Investing firm Tiger Global writes-off a major chunk of its Crypto sector investments

Investing firm Tiger Global writes-off a major chunk of its Crypto sector investments

Tiger Global, a technology investor, has seen losses grow since the end of the IT inflation last year. Bets on blue-chip crypto startups have left the once-voracious tech investor scarred. Major crypto firms in its portfolio are being discounted, amounting to one fund claiming a 20% paper loss. 

The investment firm has faced a period of prolonged losses after emerging as one of the IT sector’s largest investors. In November 2022, its flagship hedge fund announced annual losses of 54.7%. The Wall Street Journal later revealed in March that Tiger had reduced the value of its private funds by an average of 33% in 2022.

Tiger recently warned investors that the company’s $12.7 billion venture fund is losing money. As of December last year, this fund has created a paper loss of 20%, net of management costs, since its inception in late October 2021. According to The Information who have claimed to use private documents to establish the point.

An investment in Sam Bankman-Fried’s FTX, which failed in November, was completely lost. The company has made a $38 million investment in the exchange. Tiger also reduced its stake in the NFT marketplace OpenSea. In November 2021 and January 2022, the business invested $126.8 million in the venture. However, by the end of last year, Tiger had reduced the investment to $30.2 million, a 76% decrease. According to the report, other investments included Yuga Labs, the inventor of the Bored Ape Yacht Club, payments business MoonPay, decentralised wireless network startup Helium, and Sam Altman’s eyeball scanning technology Worldcoin.

Tiger has also had to write down its largest holding, ByteDance. Tiger invested $144.6 million in the China-based firm in secondary deals through its newest fund in mid-2021. The report also says that Tiger valued the investments at $100.8 million in September of last year. Tiger has invested more than $2 billion in ByteDance throughout the course of its history and at various values.

Tiger’s venture fund has spent more than $11 billion to date as reported by The Information.
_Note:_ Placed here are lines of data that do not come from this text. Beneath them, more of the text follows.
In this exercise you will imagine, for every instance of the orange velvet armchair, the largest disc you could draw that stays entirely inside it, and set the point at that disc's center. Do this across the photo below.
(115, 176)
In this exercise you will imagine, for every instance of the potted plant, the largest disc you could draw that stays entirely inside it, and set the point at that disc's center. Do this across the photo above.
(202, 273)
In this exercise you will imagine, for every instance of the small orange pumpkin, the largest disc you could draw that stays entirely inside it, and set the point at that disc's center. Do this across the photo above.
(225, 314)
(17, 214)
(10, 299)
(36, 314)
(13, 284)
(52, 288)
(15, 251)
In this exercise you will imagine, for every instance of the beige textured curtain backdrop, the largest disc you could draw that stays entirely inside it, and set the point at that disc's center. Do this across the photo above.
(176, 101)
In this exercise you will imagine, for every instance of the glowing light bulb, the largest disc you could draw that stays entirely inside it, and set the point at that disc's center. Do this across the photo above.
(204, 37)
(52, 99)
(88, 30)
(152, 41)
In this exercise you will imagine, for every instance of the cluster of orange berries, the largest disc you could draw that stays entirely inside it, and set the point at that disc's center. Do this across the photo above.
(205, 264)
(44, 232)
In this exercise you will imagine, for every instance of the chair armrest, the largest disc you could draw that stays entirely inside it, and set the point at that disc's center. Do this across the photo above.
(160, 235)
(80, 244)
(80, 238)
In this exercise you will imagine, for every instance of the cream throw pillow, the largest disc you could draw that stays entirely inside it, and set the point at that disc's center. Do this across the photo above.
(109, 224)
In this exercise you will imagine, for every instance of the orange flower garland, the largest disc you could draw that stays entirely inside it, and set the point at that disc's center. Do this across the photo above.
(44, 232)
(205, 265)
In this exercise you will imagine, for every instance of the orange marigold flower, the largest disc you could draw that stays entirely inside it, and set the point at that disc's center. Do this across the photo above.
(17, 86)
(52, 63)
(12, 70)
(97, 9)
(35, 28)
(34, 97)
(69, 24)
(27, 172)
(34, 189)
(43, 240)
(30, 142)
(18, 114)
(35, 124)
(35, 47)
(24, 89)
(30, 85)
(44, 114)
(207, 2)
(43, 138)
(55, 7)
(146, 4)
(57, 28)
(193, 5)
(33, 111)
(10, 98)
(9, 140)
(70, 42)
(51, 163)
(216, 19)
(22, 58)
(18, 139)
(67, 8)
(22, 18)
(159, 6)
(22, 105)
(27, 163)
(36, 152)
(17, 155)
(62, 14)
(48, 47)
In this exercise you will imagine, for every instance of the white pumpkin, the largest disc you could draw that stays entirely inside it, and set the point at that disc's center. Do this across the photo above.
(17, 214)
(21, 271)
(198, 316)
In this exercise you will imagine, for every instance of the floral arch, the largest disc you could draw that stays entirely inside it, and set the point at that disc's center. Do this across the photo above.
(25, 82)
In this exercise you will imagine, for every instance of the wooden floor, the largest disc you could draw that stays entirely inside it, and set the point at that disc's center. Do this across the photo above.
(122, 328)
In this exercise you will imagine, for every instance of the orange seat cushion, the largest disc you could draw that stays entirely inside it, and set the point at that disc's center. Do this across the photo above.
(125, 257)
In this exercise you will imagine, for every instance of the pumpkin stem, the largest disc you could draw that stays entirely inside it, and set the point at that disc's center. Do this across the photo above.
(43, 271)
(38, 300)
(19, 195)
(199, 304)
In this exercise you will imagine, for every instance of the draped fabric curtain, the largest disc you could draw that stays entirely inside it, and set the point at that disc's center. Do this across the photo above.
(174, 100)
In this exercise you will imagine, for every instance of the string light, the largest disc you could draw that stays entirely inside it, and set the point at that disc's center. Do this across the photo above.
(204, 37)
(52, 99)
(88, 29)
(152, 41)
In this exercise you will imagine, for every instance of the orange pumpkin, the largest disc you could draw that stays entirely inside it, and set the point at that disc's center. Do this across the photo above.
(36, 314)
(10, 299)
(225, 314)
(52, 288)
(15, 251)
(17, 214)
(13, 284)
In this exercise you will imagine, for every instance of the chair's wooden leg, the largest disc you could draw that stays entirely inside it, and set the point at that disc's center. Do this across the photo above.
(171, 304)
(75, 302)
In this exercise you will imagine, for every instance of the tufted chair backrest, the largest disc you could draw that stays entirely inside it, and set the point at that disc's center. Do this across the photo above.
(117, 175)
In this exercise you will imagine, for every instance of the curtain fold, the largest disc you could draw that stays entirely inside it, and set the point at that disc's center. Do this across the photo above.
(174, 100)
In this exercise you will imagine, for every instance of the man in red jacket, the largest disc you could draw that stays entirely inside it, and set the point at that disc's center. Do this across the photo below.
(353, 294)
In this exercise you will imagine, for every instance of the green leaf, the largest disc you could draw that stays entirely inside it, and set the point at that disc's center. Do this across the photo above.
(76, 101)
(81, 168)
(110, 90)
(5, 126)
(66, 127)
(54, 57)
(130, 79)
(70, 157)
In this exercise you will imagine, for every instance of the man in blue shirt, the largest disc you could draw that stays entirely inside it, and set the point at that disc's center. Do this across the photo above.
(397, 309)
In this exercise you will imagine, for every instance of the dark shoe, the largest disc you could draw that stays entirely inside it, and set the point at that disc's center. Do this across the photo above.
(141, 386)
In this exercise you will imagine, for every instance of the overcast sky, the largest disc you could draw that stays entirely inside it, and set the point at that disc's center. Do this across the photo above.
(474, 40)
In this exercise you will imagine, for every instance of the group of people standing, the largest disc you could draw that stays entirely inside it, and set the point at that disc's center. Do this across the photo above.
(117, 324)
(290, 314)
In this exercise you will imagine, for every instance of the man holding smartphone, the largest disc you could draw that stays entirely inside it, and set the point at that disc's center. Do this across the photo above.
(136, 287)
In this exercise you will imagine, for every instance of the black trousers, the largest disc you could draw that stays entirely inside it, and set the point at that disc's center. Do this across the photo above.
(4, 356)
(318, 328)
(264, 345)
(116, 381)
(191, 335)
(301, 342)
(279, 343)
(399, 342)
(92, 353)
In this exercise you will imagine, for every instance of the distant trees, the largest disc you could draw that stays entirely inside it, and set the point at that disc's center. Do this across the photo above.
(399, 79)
Almost a fifth of the money has gone to firms that provide enterprise software as a service. Tiger’s second and third largest investment sectors in these investments are fintech and cryptocurrency, respectively.

Even the Crunchbase statistics indicate that Tiger has significantly reduced its investments over the last year. The firm closed 158 agreements in the first half of last year, but only 21 so far this year. The writedowns follow reports that Tiger had decreased the goal size for its newest venture fund to $5 billion, down from a $6 billion objective announced last autumn. This is less than half of what the business expected to raise early last year.